Más de 35 millones de ejemplares vendidos avalan ‘Tus zonas erróneas’ como uno de los grandes hitos de la literatura de autoayuda de todos los tiempos. Alabada y criticada a partes iguales, examinamos la obra al hilo de su reedición 50 años después. ¿En qué acertó y en qué se equivocó su polémico autor, Wayne W. Dyer?

Una edición de los años 80 y la actual de Diana de ‘Tus zonas erróneas’

Mi biblioteca guarda un ejemplar de una de las primeras ediciones en español de Tus zonas erróneas, de Wayne W. Dyer. Lleva años bastante perjudicada, lo confieso, con la cubierta desvencijada, ha hecho conmigo todos los kilómetros, que han sido muchos, de mis mudanzas desde entonces. Se trata no obstante de un libro muy especial para mí. La persona que me lo prestó (y a quien evidentemente no se lo devolví) llenó sus márgenes de dibujitos ilustrativos de lo que se contaba en cada página. Así que, de alguna forma, tengo una edición coleccionista del libro que inventó la autoayuda moderna y que, con los años, acabaría vendiendo más de 35 millones de ejemplares y convenciendo a sus propietarios de que la solución a sus mayores problemas… estaba entre sus manos.

Editorial Diana lo acaba de reeditar con motivo de su cincuentenario, tal cual se hizo en 1976, sin ninguna introducción que lo ponga en contexto o lo someta a un enfrentamiento con lo que la psicología piensa hoy de los problemas que abordó Dyer en su obra original.

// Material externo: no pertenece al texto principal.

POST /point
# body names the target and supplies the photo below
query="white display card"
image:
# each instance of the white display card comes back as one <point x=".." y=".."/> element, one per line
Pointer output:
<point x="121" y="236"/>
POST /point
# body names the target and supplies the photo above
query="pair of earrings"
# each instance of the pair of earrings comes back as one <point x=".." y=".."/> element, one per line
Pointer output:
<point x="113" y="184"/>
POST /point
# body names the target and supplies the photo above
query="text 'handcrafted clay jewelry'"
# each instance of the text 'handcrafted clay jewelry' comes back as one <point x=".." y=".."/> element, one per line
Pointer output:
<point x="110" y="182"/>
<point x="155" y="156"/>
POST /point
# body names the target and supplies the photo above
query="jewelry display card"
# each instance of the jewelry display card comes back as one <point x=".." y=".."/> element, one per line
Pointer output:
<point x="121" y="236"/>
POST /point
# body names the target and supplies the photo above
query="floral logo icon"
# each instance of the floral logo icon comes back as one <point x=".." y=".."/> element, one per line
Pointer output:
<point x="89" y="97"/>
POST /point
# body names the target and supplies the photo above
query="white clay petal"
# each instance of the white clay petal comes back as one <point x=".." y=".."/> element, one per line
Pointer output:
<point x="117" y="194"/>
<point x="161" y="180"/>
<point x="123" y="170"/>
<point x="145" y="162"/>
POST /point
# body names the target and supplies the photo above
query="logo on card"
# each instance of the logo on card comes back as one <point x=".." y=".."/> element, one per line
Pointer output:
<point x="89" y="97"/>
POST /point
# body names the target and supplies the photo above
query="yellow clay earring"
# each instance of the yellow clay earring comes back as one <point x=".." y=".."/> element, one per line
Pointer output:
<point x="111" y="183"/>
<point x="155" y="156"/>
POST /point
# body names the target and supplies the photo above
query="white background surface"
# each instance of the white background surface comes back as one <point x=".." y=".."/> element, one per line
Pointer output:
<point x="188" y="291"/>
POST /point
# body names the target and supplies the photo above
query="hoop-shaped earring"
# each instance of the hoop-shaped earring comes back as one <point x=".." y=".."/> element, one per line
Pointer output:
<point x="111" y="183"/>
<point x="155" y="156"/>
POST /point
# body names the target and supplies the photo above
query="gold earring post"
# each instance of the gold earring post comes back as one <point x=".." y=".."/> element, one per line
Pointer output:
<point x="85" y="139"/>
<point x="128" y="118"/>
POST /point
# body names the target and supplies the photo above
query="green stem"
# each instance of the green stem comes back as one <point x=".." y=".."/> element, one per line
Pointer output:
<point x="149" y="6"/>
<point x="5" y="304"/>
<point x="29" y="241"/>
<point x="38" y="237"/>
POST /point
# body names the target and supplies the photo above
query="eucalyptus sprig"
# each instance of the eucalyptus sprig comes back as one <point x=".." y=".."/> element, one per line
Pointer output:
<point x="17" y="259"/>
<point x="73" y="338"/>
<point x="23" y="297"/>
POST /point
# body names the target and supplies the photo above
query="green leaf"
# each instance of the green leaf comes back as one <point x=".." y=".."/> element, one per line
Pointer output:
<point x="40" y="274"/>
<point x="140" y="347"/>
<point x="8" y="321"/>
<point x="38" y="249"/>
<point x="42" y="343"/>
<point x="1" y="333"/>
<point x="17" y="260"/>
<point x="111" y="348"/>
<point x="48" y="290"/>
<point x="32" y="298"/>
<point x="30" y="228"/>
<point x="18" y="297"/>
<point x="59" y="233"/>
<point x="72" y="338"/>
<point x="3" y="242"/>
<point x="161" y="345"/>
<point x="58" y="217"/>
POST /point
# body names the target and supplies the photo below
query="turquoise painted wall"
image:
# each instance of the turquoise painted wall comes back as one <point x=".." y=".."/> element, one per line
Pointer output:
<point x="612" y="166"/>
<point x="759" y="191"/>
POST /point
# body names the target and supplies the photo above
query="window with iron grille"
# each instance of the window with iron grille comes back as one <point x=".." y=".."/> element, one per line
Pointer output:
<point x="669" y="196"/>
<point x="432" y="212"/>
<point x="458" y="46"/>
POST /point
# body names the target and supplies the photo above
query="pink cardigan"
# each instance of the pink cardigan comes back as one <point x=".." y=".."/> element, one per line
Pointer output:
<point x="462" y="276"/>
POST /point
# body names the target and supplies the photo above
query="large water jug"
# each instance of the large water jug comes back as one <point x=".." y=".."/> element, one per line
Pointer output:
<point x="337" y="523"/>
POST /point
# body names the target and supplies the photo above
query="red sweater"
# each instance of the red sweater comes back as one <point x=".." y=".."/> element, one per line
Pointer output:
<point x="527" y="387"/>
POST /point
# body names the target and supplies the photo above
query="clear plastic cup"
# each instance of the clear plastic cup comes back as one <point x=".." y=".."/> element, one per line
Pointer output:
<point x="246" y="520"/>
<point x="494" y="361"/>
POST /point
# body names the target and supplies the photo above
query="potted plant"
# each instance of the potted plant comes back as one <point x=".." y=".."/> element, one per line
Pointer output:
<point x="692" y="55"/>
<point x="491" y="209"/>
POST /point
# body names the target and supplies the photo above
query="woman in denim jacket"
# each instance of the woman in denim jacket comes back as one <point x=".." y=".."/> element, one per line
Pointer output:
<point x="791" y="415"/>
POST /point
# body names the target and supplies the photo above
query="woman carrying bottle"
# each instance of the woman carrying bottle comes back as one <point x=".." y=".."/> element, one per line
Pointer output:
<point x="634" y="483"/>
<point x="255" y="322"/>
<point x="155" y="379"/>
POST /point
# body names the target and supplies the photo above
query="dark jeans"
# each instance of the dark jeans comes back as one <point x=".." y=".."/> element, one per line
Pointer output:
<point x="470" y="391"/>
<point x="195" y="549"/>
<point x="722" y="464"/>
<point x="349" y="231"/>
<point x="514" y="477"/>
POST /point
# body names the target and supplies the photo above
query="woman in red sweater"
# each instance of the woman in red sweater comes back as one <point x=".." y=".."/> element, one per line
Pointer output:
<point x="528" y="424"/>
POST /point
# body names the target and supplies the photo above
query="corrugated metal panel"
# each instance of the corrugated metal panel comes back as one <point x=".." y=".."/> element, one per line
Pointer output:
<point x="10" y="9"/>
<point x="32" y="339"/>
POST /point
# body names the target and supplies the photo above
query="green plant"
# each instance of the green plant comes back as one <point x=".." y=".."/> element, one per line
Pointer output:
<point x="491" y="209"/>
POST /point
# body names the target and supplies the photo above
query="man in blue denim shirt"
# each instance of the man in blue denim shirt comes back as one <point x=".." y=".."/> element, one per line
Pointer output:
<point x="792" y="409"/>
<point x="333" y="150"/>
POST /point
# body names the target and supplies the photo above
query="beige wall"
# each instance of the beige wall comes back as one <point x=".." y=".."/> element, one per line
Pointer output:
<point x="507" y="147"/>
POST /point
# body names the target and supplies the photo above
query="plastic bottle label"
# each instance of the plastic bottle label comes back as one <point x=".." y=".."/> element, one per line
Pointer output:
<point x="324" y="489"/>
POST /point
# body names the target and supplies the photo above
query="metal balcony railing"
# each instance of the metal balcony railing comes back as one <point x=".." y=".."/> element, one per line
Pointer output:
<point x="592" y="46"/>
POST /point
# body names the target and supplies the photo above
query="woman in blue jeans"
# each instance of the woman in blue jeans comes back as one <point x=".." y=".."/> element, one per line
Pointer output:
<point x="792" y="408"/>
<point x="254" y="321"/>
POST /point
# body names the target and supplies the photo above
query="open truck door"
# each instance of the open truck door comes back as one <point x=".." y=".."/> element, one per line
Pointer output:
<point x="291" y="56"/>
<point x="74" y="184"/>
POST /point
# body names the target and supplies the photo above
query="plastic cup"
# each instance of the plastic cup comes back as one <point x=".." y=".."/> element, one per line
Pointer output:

Pero el caso es que el mundo ha cambiado mucho desde entonces, y la psicología con él. Muchas de las ideas de Dyer están superadas, y prácticamente descartadas del menú metodológico de una disciplina más en auge que nunca. Muchas, pero no todas.

En 1976, Wayne W. Dyer sostuvo en Tus zonas erróneas una idea que vertebra prácticamente todo el libro: buena parte de nuestro sufrimiento procede de maneras de pensar que podemos aprender a modificar. Cincuenta años después, palabras como autoestima, validación, culpa, rumiación, gestión emocional o poner límites forman parte del vocabulario cotidiano. Dyer hablaba de algunas de ellas antes de que tuvieran siquiera esos nombres fuera de la consulta del psicólogo. Hay intuiciones en el libro que han envejecido bien. Otras que la ciencia posterior ha obligado a matizar. Y también hay un error que atraviesa buena parte de la obra, como se explicará después en este artículo.

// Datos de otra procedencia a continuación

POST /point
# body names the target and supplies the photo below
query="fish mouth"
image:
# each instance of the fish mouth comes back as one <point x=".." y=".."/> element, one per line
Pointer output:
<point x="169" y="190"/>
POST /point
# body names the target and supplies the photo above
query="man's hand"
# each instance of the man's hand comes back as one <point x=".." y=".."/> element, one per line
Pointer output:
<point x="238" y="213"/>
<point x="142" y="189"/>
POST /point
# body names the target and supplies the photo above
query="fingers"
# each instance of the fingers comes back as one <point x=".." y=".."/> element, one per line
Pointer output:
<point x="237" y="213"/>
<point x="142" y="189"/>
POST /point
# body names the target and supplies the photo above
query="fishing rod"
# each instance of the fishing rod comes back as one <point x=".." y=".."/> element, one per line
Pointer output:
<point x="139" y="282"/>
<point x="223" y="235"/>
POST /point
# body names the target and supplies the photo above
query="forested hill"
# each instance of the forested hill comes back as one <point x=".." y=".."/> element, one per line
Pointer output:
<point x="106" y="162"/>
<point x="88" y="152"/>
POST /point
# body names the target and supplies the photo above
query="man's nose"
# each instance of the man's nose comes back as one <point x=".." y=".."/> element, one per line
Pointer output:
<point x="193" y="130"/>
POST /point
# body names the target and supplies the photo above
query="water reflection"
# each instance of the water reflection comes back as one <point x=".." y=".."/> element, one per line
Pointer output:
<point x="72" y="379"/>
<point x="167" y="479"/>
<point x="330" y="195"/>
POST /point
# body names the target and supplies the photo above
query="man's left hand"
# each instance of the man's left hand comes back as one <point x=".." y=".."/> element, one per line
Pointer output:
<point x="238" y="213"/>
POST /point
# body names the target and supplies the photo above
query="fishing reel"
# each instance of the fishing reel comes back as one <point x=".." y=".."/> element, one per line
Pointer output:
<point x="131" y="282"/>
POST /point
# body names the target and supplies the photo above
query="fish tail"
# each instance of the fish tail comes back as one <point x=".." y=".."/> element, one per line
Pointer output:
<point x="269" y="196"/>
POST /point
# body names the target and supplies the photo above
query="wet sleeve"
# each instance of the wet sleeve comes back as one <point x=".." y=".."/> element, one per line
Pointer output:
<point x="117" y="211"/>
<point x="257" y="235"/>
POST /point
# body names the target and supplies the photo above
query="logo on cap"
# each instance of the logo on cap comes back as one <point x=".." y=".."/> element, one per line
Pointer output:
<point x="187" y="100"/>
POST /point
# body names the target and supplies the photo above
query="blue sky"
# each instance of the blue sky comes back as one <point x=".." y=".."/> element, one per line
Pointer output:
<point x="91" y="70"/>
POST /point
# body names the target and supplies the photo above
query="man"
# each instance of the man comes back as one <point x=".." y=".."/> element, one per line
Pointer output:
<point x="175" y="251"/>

El profesor que terminó vendiendo libros desde su coche

Antes de nada, contexto. Wayne Walter Dyer no empezó siendo un gurú. Nació en Detroit en 1940 y su padre, Melvin Lyle Dyer, abandonó a la familia cuando él era pequeño. Su madre tuvo dificultades para mantener sola a sus tres hijos y Wayne pasó parte de su infancia en orfanatos y hogares de acogida. Después de servir en la Marina, estudió orientación psicológica, se doctoró en la Wayne State University y trabajó como orientador escolar antes de incorporarse como profesor a St. John’s University, en Nueva York.

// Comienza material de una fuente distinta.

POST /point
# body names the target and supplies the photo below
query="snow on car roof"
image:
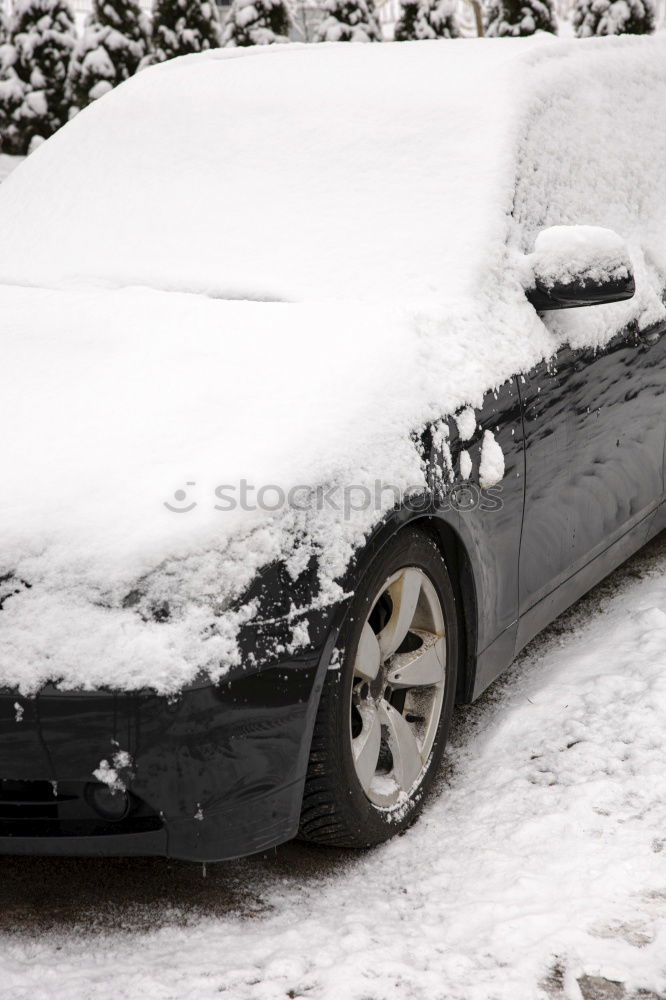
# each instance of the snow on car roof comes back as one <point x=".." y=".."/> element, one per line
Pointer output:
<point x="407" y="182"/>
<point x="296" y="172"/>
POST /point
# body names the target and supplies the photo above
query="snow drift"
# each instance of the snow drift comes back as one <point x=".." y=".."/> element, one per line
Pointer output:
<point x="274" y="266"/>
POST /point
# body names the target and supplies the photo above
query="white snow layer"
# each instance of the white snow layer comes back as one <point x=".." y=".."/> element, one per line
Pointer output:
<point x="540" y="860"/>
<point x="564" y="254"/>
<point x="379" y="204"/>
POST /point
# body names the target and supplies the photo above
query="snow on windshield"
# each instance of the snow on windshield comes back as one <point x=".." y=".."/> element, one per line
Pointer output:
<point x="304" y="172"/>
<point x="409" y="181"/>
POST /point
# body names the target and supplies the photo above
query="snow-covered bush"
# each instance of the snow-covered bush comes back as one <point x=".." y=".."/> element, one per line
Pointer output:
<point x="114" y="42"/>
<point x="426" y="19"/>
<point x="256" y="22"/>
<point x="183" y="26"/>
<point x="34" y="63"/>
<point x="515" y="18"/>
<point x="405" y="27"/>
<point x="613" y="17"/>
<point x="349" y="21"/>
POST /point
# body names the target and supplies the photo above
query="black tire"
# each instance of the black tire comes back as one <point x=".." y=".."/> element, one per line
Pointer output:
<point x="336" y="811"/>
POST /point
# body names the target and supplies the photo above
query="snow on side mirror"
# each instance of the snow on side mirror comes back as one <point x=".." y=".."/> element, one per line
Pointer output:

Fue allí donde empezó a hablar a sus alumnos de algunas de las cuestiones que acabarían forjandoTus zonas erróneas: la culpa, la preocupación, la necesidad de aprobación, la autoestima o la tendencia a atribuir a otras personas la responsabilidad sobre nuestra propia vida. La originalidad de su propuesta atraía a sus clases a a muchos estudiantes, a tantos que el agente literario Arthur Pine le sugirió que transformara aquel material en un libro. Y eso hizo Dyer, aunque tiempo después contaría una historia diferente sobre el origen de la obra que lo convertiría en millonario.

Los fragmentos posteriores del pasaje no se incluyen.